1. The Group’s profitability depends on reaching certain minimum vehicle sales volumes. If vehicle sales deteriorate, the Group’s
results of operations and financial condition will suffer
The Group’s success requires it to achieve certain minimum vehicle sales volumes. As is typical for an automobile manufacturer, the Group has
significant fixed costs and, therefore, changes in vehicle sales volume can have a disproportionately large effect on profitability. Moreover, the
Group tends to operate with negative working capital and the Group generally receives payments from vehicle sales to dealers within a few
days of shipment from the assembly plants, whereas there is a lag between the time when parts and materials are received from suppliers and
when the Group pays for such parts and materials; therefore, if vehicle sales decline the Group will suffer a significant negative impact on cash
flow and liquidity as the Group continues to pay suppliers during a period in which it receives reduced proceeds from vehicle sales. If vehicle
sales do not increase, or if they were to fall short of assumptions, due to financial crisis, renewed recessionary conditions, changes in consumer
confidence, geopolitical events, inability to produce sufficient quantities of certain vehicles, limited access to financing or other factors, the
Group’s financial condition and results of operations would be materially adversely affected.
2. The businesses of the Group are affected by global financial markets and general economic and other conditions over which
it has no control
The Group’s earnings and financial position may be influenced by various macroeconomic factors — including changes in gross domestic
product, the level of consumer and business confidence, changes in interest rates for or availability of consumer and business credit, energy
prices, the cost of commodities or other raw materials and the rate of unemployment — within the various countries in which it operates.
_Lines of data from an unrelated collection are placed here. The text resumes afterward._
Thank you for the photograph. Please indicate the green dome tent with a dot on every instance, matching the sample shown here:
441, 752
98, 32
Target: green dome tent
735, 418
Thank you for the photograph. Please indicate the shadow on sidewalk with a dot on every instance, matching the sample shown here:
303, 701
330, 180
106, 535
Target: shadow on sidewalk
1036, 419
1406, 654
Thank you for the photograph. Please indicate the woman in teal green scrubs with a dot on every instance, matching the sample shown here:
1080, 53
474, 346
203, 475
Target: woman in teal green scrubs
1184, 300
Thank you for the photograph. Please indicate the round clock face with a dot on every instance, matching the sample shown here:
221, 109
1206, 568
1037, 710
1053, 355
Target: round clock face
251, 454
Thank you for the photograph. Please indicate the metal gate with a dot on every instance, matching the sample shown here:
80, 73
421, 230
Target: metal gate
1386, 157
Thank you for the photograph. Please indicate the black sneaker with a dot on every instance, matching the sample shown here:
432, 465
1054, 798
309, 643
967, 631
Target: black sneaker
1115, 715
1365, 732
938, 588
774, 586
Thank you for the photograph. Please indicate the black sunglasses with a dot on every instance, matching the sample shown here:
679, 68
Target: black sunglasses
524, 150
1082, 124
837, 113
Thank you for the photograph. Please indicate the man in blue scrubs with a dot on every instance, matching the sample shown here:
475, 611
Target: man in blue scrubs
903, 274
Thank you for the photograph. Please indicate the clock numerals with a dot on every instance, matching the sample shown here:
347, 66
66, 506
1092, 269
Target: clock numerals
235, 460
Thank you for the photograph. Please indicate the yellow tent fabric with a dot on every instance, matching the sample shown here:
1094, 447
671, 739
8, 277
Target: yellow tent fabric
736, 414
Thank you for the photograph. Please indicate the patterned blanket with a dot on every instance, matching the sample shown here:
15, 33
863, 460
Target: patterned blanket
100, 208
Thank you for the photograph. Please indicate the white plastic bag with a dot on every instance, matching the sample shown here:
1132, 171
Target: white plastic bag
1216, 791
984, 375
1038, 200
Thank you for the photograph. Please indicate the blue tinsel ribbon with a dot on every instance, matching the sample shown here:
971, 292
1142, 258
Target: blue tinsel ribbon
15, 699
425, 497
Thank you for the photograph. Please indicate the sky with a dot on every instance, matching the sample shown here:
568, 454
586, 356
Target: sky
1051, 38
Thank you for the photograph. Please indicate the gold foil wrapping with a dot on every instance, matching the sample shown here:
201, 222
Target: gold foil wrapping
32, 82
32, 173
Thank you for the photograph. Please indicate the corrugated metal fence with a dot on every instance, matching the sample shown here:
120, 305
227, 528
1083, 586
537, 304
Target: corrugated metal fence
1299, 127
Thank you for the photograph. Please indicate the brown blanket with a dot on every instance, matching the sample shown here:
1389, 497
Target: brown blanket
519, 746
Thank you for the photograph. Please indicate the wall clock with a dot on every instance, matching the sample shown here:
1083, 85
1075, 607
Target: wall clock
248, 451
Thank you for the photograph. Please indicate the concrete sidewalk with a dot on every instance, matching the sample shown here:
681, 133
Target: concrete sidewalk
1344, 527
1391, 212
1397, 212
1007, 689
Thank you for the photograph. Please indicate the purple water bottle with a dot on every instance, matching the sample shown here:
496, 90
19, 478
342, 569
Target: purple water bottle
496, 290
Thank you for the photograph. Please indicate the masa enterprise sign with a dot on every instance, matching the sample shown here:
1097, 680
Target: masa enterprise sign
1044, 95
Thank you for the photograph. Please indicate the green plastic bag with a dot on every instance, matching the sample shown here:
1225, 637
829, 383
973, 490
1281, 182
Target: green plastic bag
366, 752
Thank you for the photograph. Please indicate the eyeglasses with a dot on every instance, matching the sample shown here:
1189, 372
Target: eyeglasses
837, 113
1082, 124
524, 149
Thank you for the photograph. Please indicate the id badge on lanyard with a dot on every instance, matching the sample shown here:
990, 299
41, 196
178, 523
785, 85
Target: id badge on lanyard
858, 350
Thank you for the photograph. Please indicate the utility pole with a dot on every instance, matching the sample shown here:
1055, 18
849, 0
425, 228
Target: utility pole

Beginning in 2008, global financial markets have experienced severe disruptions, resulting in a material deterioration of the global economy.
The global economic recession in 2008 and 2009, which affected most regions and business sectors, resulted in a sharp decline in demand
for automobiles. Although more recently the Group has seen signs of recovery in certain regions, the overall global economic outlook remains
uncertain.
In Europe, in particular, despite measures taken by several governments and monetary authorities to provide financial assistance to certain
Eurozone countries and to avoid default on sovereign debt obligations, concerns persist regarding the debt burden of several countries. These
concerns, along with the significant fiscal adjustments carried out in several countries, intended to manage actual or perceived sovereign credit
risk, have led to further pressure on economic growth and to new periods of recession. These ongoing concerns could have a detrimental
impact on the global economic recovery, as well as on the financial condition of European institutions, which could result in greater volatility,
reduced liquidity, widening of credit spreads and lack of price transparency in credit markets. In addition, widespread austerity measures in
many countries in which the Group operates could continue to adversely affect consumer confidence, purchasing power and spending, which
could adversely affect the Group’s financial condition and results of operations.